Para pekerja memperkenalkan Climate Change Bill yang menjanjikan memotong emisi karbon dioksida dan gas rumah kaca lain yang disalahkan sebagai penyebab pemanasan global 60% dari level tahun 1990 sampai 2050. Beberapa kebijakan diantaranya melarang tombol standby pada peralatan elektrik, tidak efisiennya program "light bulb" ("gelembung") untuk "menangkap" polusi dari stasiun pembangkit listrik. Beberapa pihak konservatif mengisi headline dengan rencana membatasi perjalanan udara - kecil tapi sumber penyebab gas rumah kaca.

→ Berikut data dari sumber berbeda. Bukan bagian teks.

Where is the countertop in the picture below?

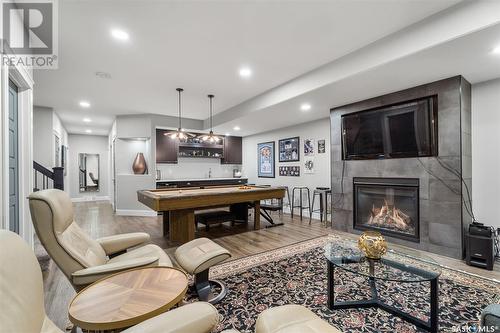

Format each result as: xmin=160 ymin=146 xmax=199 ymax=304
xmin=156 ymin=177 xmax=247 ymax=183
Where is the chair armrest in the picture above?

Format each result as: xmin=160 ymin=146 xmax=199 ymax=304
xmin=71 ymin=256 xmax=159 ymax=285
xmin=97 ymin=232 xmax=150 ymax=255
xmin=481 ymin=304 xmax=500 ymax=326
xmin=122 ymin=302 xmax=219 ymax=333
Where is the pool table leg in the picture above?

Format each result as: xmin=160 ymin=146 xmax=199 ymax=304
xmin=163 ymin=211 xmax=170 ymax=236
xmin=169 ymin=209 xmax=195 ymax=243
xmin=253 ymin=200 xmax=260 ymax=230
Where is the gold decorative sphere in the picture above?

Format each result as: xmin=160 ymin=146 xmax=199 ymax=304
xmin=358 ymin=231 xmax=387 ymax=259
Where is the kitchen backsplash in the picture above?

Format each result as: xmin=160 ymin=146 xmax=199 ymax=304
xmin=156 ymin=157 xmax=241 ymax=180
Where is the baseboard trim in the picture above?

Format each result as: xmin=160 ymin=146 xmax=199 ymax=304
xmin=71 ymin=195 xmax=110 ymax=202
xmin=115 ymin=209 xmax=158 ymax=216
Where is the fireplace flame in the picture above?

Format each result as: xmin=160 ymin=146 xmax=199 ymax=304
xmin=368 ymin=200 xmax=411 ymax=231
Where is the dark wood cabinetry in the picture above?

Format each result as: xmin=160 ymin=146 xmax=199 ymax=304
xmin=221 ymin=136 xmax=243 ymax=164
xmin=156 ymin=129 xmax=179 ymax=163
xmin=156 ymin=129 xmax=242 ymax=164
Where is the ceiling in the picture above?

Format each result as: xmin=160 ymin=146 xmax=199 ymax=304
xmin=215 ymin=24 xmax=500 ymax=135
xmin=34 ymin=0 xmax=459 ymax=134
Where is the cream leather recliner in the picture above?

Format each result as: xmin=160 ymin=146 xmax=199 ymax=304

Ide ini telah direncanakan dengan baik, walaupun tidak terlalu meyakinkan. Pada saat konferensi Oxford, ilmuwan bersilang pendapat mengenai masalah "Hollywoodisation", yang dipromosikan tanpa memperhatikan sains. Dan tetap, setiap orang hanya membicarakan satu setengah persamaan: emisi yang kita hasilkan, bukan bagaimana kita menghasilkan emisi. Semua tombol standby dan program gelembung menjadi kecil oleh tekanan populasi global yang meningkat hampir sama dengan populasi Britain setiap tahunnya.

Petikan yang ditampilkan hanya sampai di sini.